1 - Le télétravail : le définir et le mettre en place

Définition du télétravail

1-1

Le télétravail est une forme d’organisation du travail dans laquelle un travail qui aurait également pu être exécuté dans les locaux de l’employeur est effectué par un salarié hors de ces locaux (ex. : au domicile du salarié ou dans des lieux tiers comme des bureaux en coworking) de façon volontaire en utilisant les technologies de l’information et de la communication (c. trav. art. L. 1222-9).

Cette forme d'organisation du travail est relativement récente dans la mesure où elle est liée au développement des technologies de communication.
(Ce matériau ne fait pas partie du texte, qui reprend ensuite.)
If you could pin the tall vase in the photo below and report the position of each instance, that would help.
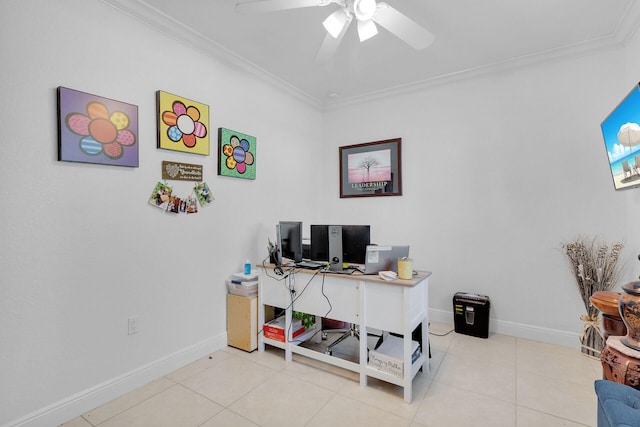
(629, 306)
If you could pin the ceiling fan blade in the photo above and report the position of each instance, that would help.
(330, 44)
(265, 6)
(403, 27)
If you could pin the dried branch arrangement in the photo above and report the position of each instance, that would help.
(595, 266)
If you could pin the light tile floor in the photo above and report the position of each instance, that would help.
(499, 381)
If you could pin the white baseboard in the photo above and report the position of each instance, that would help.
(536, 333)
(86, 400)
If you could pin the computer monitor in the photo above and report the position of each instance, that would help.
(290, 240)
(355, 239)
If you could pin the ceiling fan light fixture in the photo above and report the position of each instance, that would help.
(334, 24)
(364, 9)
(366, 30)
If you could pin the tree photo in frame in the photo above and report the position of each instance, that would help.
(371, 169)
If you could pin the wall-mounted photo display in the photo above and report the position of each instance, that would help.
(181, 171)
(94, 129)
(183, 124)
(371, 169)
(160, 196)
(236, 154)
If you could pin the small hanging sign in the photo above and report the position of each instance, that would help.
(181, 171)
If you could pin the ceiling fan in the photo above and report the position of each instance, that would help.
(367, 14)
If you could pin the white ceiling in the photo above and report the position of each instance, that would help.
(472, 36)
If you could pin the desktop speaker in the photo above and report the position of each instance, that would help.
(335, 248)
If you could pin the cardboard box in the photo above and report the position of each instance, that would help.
(275, 329)
(388, 357)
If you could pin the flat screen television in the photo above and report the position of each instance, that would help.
(355, 239)
(621, 132)
(289, 236)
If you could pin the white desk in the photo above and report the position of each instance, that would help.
(397, 306)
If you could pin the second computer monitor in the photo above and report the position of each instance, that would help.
(289, 236)
(355, 239)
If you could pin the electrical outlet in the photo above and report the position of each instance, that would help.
(133, 325)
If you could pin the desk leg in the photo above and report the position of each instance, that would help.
(288, 319)
(260, 319)
(426, 346)
(407, 381)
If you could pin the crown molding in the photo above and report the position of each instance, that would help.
(143, 12)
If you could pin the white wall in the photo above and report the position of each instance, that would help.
(81, 248)
(497, 172)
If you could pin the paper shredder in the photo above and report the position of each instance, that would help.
(471, 314)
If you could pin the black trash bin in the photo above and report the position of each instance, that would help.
(471, 314)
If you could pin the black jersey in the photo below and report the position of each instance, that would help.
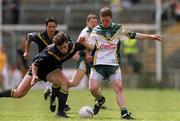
(51, 58)
(40, 38)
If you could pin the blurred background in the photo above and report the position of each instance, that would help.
(155, 65)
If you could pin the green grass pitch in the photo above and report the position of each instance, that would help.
(145, 104)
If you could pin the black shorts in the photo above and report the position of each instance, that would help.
(43, 73)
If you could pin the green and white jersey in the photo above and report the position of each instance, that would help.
(107, 43)
(85, 33)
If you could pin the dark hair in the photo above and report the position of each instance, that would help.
(105, 12)
(60, 38)
(91, 16)
(50, 19)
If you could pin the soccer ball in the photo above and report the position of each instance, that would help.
(86, 112)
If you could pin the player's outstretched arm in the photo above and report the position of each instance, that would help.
(85, 43)
(27, 48)
(149, 36)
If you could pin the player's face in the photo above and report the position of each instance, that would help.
(92, 23)
(51, 28)
(63, 48)
(106, 21)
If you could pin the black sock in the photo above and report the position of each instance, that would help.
(62, 98)
(5, 93)
(55, 91)
(124, 111)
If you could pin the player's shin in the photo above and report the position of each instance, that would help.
(62, 98)
(6, 93)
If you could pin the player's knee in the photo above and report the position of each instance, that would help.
(118, 88)
(93, 89)
(17, 94)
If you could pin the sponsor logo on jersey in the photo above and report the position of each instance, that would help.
(108, 46)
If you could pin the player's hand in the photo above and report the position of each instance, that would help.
(157, 37)
(88, 58)
(26, 55)
(82, 39)
(76, 57)
(34, 80)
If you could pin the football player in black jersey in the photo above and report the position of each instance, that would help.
(43, 39)
(46, 67)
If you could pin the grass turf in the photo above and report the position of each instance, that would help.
(146, 105)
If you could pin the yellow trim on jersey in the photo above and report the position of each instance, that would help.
(44, 41)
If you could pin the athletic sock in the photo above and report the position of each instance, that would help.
(124, 111)
(62, 98)
(6, 93)
(55, 91)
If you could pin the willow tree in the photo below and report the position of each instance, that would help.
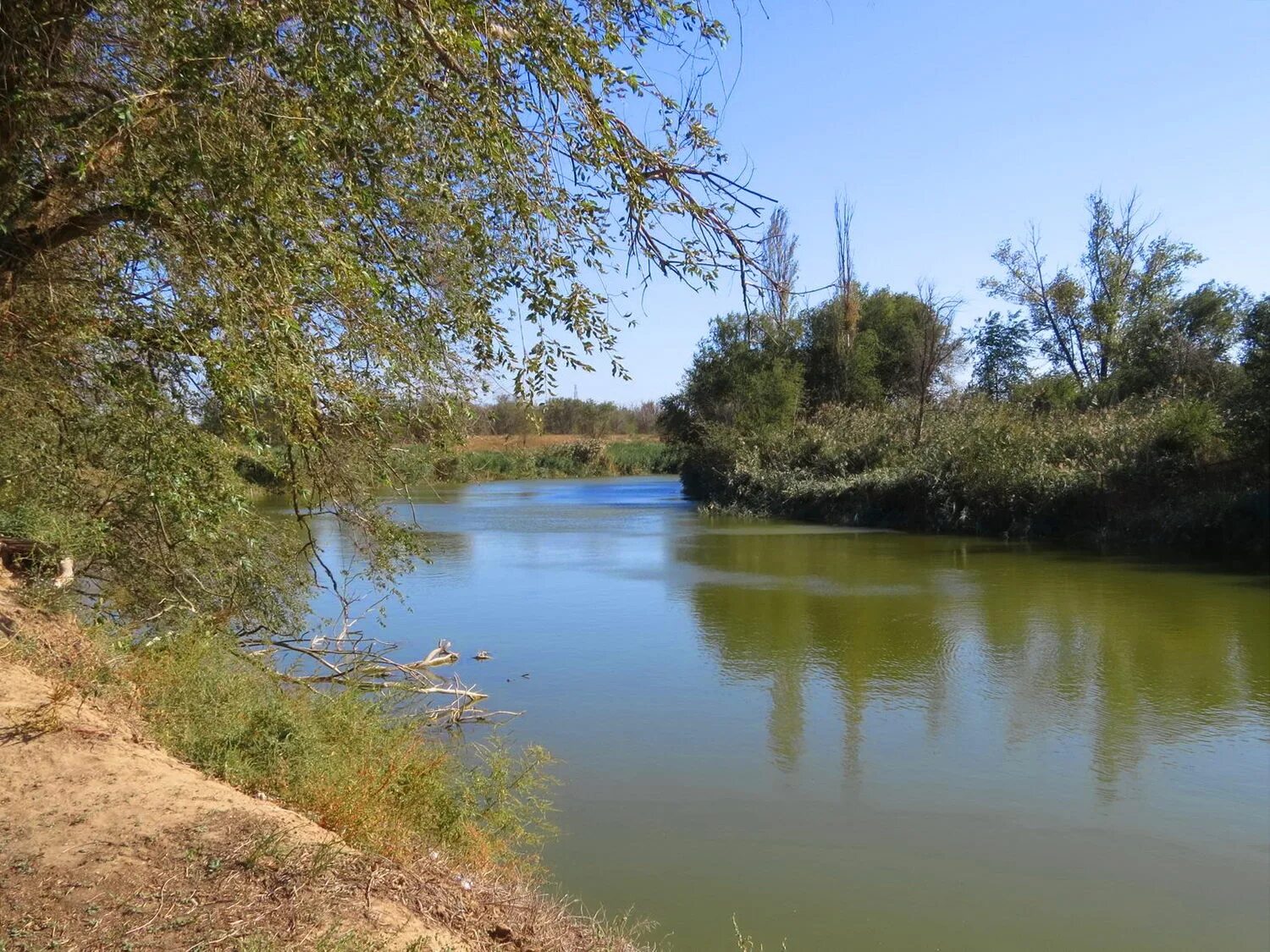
(291, 216)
Il peut y être recouru soit dès l’embauche, soit ultérieurement et ce, de façon régulière, occasionnelle ou en cas de force majeure ou de crise sanitaire (voir §§ 6-1 et s.).

Le télétravail peut prendre plusieurs formes : il peut être occasionnel (seulement quelques jours par an) ou régulier (un à plusieurs jours par semaine ou par mois) ; il peut être sédentaire (réalisé de façon permanente depuis le domicile privé ou un autre espace) ou nomade (n'importe quel lieu, comme c'est souvent le cas pour les commerciaux) ; il peut être formel ou informel.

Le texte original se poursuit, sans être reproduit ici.